Enzymatic and microbial oxidations can be dated back to 2000 BCE with vinegar production that is based on the oxidation of ethanol by acetic acid bacteria. Enzymes involved in the biocatalyzed oxidations are dehydrogenases and oxidases. The more common coenzymes associated with dehydrogenases are nicotinamide adenine dinucleotide/nicotinamide adenine dinucleotide hydrogen (NAD⁺/NADH), nicotinamide adenine dinucleotide phosphate/nicotinamide adenine dinucleotide phosphate hydrogen (NADP⁺/NADPH), and flavin adenine dinucleotide/flavin adenine dinucleotide hydrogen (FAD/FADH₂), whereas oxidases are usually assisted by flavoproteins for transferring electrons to molecular oxygen.

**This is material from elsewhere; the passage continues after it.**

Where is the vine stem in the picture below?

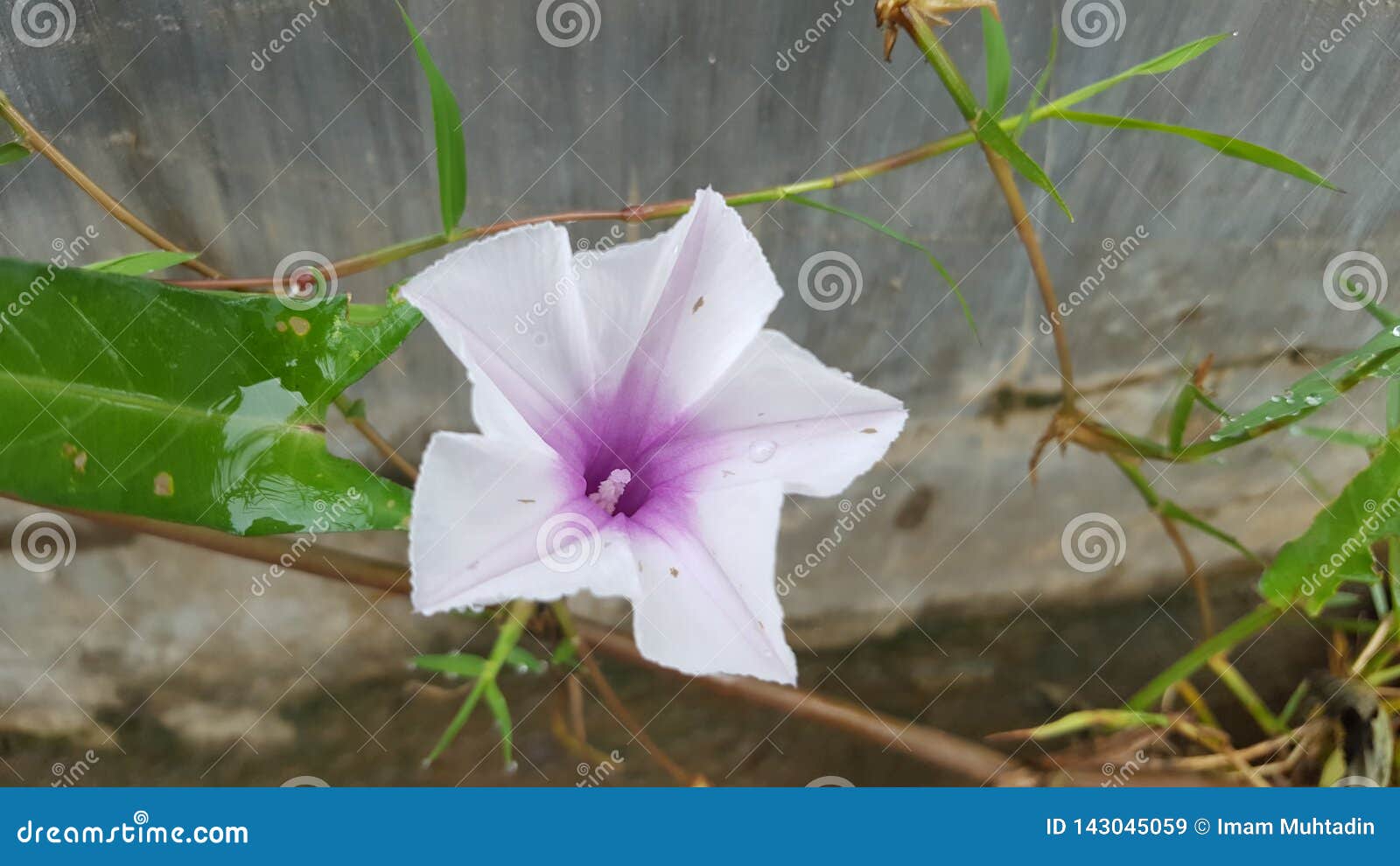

Dehydrogenases can be found in aerobic and anaerobic organisms or microorganisms; however, oxidases are not present in strictly anaerobic species. Nowadays, dehydrogenases and oxidases have been extensively used for selective oxidations and as an alternative synthetic strategy for conventional oxidations with the advantages of being environmentally friendly and highly chemo‐, regio‐, and stereoselective. Nevertheless, due to poor stability of the two enzymes at high substrate/product/organic solvent concentration and temperature, large‐scale bio‐oxidation processes were few. The functional groups involved in those bio‐oxidations include hydroxyls of primary and secondary alcohols, carbonyls of aldehydes, saturated C–C bonds, C–N bond of amino acids, amines, nitroalkanes, and thiols [1].